World Wide Data Day 2017 is Tuesday, November 14. Some groups still need Vidyo tests and should contact Ken right away. Read the Memo! Look for tweets, #LHCIMC and #W2D2_17, the day of and results shortly after!
Don't forget the LIGO 2018 International Teacher Program; the application and more information can be found here.
symmetry reports October 31 was a successful Dark Matter Day (first ever!).
QuarkNet Nuts and Bolts
The QuarkNet site has a new button and dropdown for e-Labs with an nformative About page. That, in turn, has a link to a new form for requesting an e-Lab account. The link will soon be on the e-Labs as well.
Physics Experiment Roundup
The CERN Bulletin reports the Large Hadron Collider has been reaching its luminosity targets. The goals are high and, so far, the LHC is performing like a champ.

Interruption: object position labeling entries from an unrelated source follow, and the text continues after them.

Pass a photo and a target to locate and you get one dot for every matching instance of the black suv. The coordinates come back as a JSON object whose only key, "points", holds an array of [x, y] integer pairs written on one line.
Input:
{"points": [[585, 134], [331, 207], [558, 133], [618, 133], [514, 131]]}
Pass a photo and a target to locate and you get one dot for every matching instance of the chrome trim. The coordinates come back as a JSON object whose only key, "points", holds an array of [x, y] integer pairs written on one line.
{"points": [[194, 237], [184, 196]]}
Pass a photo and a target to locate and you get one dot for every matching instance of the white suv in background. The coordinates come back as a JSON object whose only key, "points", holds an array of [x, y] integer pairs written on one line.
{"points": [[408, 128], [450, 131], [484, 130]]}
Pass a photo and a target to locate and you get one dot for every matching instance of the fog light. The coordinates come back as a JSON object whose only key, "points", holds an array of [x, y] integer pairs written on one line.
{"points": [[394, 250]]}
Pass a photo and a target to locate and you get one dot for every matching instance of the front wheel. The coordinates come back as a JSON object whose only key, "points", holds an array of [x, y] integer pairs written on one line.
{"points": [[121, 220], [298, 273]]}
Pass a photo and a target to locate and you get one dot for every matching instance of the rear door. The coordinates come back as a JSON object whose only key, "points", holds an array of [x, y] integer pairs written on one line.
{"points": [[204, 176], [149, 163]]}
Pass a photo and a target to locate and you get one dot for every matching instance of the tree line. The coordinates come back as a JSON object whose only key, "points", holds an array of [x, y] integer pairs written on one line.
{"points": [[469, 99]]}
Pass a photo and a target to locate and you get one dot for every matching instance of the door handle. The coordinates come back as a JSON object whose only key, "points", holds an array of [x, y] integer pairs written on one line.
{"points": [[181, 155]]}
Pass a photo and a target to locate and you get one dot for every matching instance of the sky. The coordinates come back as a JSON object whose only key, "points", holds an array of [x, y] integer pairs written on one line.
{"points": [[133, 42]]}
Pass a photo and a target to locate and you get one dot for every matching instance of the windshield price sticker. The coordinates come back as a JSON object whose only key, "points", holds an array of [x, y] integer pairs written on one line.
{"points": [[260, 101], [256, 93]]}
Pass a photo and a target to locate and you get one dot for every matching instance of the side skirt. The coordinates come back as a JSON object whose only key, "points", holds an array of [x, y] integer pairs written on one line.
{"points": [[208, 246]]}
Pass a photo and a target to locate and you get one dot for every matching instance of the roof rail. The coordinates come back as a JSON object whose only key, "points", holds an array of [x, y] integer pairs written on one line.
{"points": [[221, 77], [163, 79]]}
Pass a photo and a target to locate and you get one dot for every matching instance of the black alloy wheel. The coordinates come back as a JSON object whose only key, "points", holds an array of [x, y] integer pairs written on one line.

We look at a little history. Marie Curie would have turned 150 this past week. CERN reminds us that her work and legacy are still very much alive. And Fermilab, forever young, had many November milestones since inception. In the present, CERN works on applications for cancer treatment in less-developed regions.
Just for Fun
We catch it on video this week with a new twist on the particle zoo at DZero (catch the pun in the video title?) and, maybe, research on Schrödinger's cat (apologies to fictional archaeologists everywhere).